The payday loan industry in the USA is booming, that much you cannot deny. Lenders brokers and payday loan websites can be seen across all the W's of the World Wide Web. This influx of new lenders, brokers and those wishing to cash in on the demand for the USA loan product has seen American lenders coming to the USA and other countries also showing interest in the USA market.
This market it seems is unstoppable and has led many in Parliament to question whether or not the rate of interest the payday loan lenders charge should be capped. The Finance Bill 2011 which was proposed by backbenchers and Labour MPs alike was raised in a House of Commons speech in July 2011. The bill proposed that high cost lending such a payday advance companies be more closely regulated and the fees and interest charged to consumers be capped at a certain amount. What was introduced as a way of controlling this market was a tax to be levied at the lenders. This was argued against as counter-intuitive of what they know can happen in similar situations. The Tory MP was of course referring to the fact that when companies are faced with a tax of this nature they often pass on this, thus incurring charges to the borrower, this would then result in higher charges to customers using payday loans, and not a solution to the person in the middle - the consumer.
Payday loans are themselves the quick online solution for those who need cash fast. Whether or not this is a beneficial system for the borrower in the long run seems to be the issue. With companies like Wonga offering instant loans deposited in your account within 15 minutes and large websites offering online loans promising a similar service within one hour - is it not the time to truly accept that these loans are here to stay and that consumers are using these loans at their own free will?
Why are people using payday loans?
This question is quite complex in its nature, why does anyone do anything? Why does someone brush their teeth in the morning? Because they want to keep their teeth obviously. So when asking the question of why a person takes out payday loans; the logical explanation would be because they want money. The question should have perhaps then be re-phrased to why a short term loan is the only option these people in need of cash have. And the obvious answer would be because there are no other avenues of credit available for these borrowers.

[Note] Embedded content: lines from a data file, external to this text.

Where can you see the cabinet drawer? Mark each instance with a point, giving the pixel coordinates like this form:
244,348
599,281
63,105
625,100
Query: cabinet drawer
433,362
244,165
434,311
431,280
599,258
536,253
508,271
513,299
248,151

After what we now know as the economic downturn, or those dreadful two words the credit crunch, we have seen people in the USA having their houses repossessed, their credit cards taken away and credit facilities that they once took for granted being frozen. This has all led into a sort of blocked up funnel of borrowers looking for fast credit and there being a lack of lenders to provide this.
The era of the payday loan is truly upon us, as people demand to feel good now and not tomorrow; so too do they demand fast credit facilities now and not tomorrow. They are no longer willing to wait for a loan they want one now and to hell with the price. It does appear that the charges payday loan lenders employ are rather top-heavy, but as long as people are willing to pay these prices then there will be lenders willing to provide the service.
The term pay day loans online have become synonymous with high credit lending, however, they do help a proportion of USA society declined credit through other sources. This means that at the moment online USA loans do have a place for USA consumers, whether or not everyone agrees with that is another question.